For over a decade, the manufacturing and selling of game consoles has been banned in China, forcing gamers to rely on pirated means in order to play the latest games and gaming hardware. But now, China has lifted the ban and has even allowed console manufacturers to ply their trade in the country’s Shanghai Free-Trade Zone.
Back in 2000, China implemented a blanket restriction that forbade the manufacturing and selling of console games and hardware, citing concerns over violent content and the potential moral decay such content could cause as the reasoning behind the ban. Despite the ban’s implementation, crafty Chinese gamers still found ways to get their hands on game consoles and popular game titles (including violent ones) via black market suppliers who smuggled the hardware into the country illegally.
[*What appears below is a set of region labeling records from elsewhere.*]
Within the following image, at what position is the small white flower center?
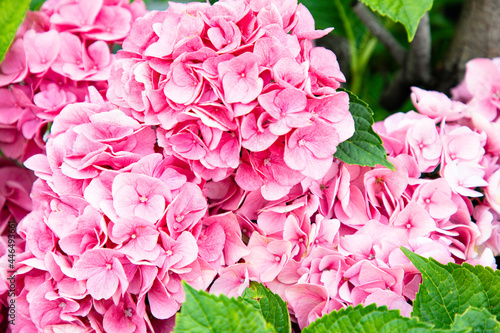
[123,309,132,318]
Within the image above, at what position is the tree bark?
[436,0,500,93]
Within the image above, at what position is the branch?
[352,1,406,66]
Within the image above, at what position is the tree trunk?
[436,0,500,93]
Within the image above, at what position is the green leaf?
[462,263,500,321]
[361,0,434,42]
[238,282,292,333]
[0,0,30,62]
[174,281,275,333]
[401,248,490,328]
[299,0,366,40]
[333,90,395,170]
[302,304,438,333]
[30,0,45,10]
[451,307,500,333]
Naturally, because of the absence of access to console-based games, PC, online, and mobile games flourished in the country during the time of the ban.
Now that the ban has been lifted, manufacturers can freely create and distribute gaming consoles for sale within the country as long as they operate out of the Shanghai Free-Trade Zone (many game manufacturing contractors are already based in China but were forced to outsource their manufacturing operations outside of the country while the ban was in place). China’s lifting of the ban is no-doubt good news for major console manufacturers like Sony, Microsoft, and Nintendo.